Once she was a bride who dropped out of UCLA to have a baby. And she was barely 22 when she realized that her marriage wasn't going to work. "My daughter was a year and a half old and I knew I wasn't able to earn a living."

She would slip out of bed, pad to the kitchen and practice on a typewriter muffled with Band-Aids wrapped around the keys. She found a job as a law firm receptionist, quickly picked up secretarial skills and settled into the workaday world. "For 16 years I didn't go anywhere. It was like a prison sentence. I got up in the morning and went to work. I went home and took care of my daughter. Got up and went to work."

But when she typed reports from private investigators she would daydream: What an exciting job that would be. So for years she stayed up nights studying for the state exam.

While she'd hoped for the glamorous life of a Tinseltown private eye, mostly what she got was more secretarial work, with some occasional field assignments thrown in. It wasn't quite in Jim Rockford's league, but then she wasn't stuck around the office, either.


Soon after Marcos landed in Hawaii--where a marshal handed him a summons--Friedman went to work in the Century City offices of Magan~a, Cathcart & McCarthy. There, the fantastic saga of the golden buddha landed--along with a solicitation letter from Roxas' original attorneys seeking experienced trial lawyers--on the desk of Daniel C. Cathcart, a noted litigator of aircraft-disaster suits.

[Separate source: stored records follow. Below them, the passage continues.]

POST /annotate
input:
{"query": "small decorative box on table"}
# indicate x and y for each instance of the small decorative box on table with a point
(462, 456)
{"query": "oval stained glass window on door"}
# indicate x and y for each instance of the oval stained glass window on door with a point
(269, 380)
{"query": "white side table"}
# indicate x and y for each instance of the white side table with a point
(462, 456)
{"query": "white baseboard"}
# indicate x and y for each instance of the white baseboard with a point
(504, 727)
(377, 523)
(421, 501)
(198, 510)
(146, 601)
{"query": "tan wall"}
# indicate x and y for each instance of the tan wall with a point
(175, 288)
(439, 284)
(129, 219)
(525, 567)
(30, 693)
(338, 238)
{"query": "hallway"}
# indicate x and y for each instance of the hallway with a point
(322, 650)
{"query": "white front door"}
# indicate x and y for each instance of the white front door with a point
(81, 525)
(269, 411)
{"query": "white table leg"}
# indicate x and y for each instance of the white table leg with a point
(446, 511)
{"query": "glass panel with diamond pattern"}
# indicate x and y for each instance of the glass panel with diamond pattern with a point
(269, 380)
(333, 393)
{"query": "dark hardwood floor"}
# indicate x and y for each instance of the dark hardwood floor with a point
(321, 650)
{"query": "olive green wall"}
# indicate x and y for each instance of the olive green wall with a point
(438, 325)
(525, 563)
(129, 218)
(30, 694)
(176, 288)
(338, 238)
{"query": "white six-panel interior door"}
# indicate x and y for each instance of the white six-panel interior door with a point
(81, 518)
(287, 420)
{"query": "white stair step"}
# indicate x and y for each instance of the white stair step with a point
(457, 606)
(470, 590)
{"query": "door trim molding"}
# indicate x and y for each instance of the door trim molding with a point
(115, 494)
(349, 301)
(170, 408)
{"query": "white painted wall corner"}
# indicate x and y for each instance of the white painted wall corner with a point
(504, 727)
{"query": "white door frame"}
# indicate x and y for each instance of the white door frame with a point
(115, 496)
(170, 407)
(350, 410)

"I tossed it in the wastebasket because it sounded kooky," he said. "But I pulled it out later in the day and read it again."

Taking on the case would require a detective who could ferret evidence from the murky world of international gold traffickers and fortune hunters. Friedman was no jet-setter, but she had proven resourceful on an important product-liability case, so Cathcart called on her. "He told me the whole story and I thought, 'This is the weirdest thing I've ever heard,' " she said.